If God is for us, who can be against us?. Romans 8:31
The apostle Paul explains in his letter to the Romans: "If God is for us, who can be against us?" Romans 8:31. This teaching is an affirmation of the divine Providence. Thomas Aquinas explain to us that the Providence is the divine prudence that everything disposes:"Oh Father, you rule everything with Providence" Wisdom 14:3.

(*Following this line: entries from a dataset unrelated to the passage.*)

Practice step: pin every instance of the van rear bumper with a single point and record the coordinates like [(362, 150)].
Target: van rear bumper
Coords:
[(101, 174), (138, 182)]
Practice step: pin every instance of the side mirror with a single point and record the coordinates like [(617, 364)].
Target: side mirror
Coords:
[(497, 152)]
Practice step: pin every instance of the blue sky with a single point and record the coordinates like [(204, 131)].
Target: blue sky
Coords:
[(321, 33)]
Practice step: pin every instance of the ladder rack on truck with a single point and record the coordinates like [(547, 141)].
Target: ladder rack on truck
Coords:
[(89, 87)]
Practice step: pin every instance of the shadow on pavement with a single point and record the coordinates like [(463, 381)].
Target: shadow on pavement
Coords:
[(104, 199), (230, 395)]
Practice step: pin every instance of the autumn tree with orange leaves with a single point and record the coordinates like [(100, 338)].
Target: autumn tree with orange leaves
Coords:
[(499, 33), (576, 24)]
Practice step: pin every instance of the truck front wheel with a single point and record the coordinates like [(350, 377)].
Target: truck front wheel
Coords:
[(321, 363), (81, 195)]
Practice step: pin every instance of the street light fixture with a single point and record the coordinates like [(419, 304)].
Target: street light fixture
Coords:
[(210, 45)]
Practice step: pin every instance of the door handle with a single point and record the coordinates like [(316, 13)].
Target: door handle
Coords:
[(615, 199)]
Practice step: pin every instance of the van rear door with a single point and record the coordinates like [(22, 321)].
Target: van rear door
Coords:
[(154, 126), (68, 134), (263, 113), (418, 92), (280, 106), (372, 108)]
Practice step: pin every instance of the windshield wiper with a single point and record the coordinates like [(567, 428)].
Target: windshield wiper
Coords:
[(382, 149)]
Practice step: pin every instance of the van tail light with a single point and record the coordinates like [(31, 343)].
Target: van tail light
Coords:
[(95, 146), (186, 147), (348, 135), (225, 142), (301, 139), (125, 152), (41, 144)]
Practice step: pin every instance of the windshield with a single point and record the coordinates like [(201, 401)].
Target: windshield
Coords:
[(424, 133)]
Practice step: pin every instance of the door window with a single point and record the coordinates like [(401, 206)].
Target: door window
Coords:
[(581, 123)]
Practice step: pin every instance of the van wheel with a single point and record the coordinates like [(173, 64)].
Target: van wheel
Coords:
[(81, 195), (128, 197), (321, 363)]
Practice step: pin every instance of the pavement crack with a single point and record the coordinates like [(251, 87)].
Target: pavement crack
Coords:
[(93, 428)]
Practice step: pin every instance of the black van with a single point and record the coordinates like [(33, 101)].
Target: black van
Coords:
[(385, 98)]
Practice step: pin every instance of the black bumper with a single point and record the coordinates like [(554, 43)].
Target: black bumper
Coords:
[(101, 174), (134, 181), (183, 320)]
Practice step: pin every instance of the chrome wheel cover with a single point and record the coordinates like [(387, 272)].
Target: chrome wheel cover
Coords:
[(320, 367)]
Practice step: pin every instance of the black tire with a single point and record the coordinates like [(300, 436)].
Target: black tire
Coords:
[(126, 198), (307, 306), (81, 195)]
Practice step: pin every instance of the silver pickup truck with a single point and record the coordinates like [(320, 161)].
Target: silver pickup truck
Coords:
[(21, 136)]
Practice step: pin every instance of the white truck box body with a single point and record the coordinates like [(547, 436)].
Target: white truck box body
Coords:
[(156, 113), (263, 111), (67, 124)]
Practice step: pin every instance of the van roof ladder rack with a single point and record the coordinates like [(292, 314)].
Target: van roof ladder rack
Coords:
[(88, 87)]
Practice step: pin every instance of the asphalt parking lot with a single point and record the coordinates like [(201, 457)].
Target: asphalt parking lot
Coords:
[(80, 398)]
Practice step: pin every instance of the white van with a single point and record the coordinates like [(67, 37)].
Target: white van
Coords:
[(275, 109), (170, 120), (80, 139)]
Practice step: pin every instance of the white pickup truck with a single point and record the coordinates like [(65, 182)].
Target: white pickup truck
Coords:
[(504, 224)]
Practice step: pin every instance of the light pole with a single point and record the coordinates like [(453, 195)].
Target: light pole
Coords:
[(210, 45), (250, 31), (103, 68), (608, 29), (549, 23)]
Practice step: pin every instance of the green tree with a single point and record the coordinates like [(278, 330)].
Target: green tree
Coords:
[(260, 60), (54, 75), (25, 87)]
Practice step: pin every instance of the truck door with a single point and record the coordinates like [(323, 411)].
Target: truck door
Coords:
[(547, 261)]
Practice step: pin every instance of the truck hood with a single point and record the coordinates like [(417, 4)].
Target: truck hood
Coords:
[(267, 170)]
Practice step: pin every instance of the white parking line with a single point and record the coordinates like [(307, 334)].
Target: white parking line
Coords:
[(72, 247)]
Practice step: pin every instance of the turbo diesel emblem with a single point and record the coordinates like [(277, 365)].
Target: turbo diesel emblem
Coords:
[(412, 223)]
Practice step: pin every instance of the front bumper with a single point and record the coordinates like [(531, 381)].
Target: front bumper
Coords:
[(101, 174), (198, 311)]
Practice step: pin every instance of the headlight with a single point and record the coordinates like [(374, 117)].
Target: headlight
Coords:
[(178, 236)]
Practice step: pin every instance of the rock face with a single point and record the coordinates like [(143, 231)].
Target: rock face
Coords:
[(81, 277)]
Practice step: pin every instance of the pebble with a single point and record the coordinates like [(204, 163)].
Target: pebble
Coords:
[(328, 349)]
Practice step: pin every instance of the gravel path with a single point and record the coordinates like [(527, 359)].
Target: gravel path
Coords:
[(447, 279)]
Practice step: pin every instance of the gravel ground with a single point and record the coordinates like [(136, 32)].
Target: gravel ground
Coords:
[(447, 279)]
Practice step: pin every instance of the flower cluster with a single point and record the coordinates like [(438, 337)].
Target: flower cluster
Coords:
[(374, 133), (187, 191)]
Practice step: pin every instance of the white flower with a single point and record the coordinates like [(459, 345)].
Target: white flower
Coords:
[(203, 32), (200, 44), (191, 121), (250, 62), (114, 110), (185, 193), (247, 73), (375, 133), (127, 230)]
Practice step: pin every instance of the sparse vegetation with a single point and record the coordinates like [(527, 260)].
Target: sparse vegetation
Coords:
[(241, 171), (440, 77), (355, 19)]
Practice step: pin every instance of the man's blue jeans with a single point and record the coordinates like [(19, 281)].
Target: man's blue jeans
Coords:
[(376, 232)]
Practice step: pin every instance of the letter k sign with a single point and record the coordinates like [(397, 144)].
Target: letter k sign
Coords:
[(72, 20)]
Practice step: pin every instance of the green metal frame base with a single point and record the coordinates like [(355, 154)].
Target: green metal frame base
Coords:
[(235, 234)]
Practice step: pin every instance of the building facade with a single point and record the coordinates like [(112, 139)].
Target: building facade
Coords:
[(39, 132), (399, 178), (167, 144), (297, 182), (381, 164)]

There are similar statements in the bible about Providence:"God works for the good of those who love him" Romans 8:28, also: "God loves nothing so much as the person who lives with wisdom", Wisdom 7:28
Everything that comes from God is ordered explains Thomas Aquinas. But ordered to what? Ordered to his wisdom and beatitude: "His works are perfect", Deuteronomy 32,4; "Be perfect, therefore, as your heavenly Father is perfect", Matthew 5:48
God works in our lives with wisdom, go cannot go against his own logic, that is, his beatitude. The bliss of man is in the hands of the divine Providence, but also of his own choices, that is, of his ability to choose between right and wrong, man has free will: "God made man from the beginning, and left him in the hand of his own counsel", Ecclesiasticus 15:14
The affirmation of the apostle Paul is only true for those who choose to live according to the spirit, that is, for the justified, and these are the people who choose to live the faith in a full sense, adult. To live according to the spirit means to be progressive, to tend to improvement, to increase and this is to make "way"; it is also to be precise and accurate or in other words to practice the truth, ultimately to increase life. This is why Jesus tells us: "I am the way, the truth and the life", John 14:6
The gifts are way, truth and life, to put it another way, to live the gifts is to live ethically. Is important to note that there are no blessings for those who choose to "live according to the flesh."
The disordered (sinful) behaviors have no blessing. The error, knowingly, is not compatible with the blessed life. God helps those who help themselves, said Benjamin Franklin. As Jesus explains in the Beatitudes: two paths (the flesh and the spirit), two masters (god or money), two retributions (eternal life or ruin).
In short God, is on our side if we are justified.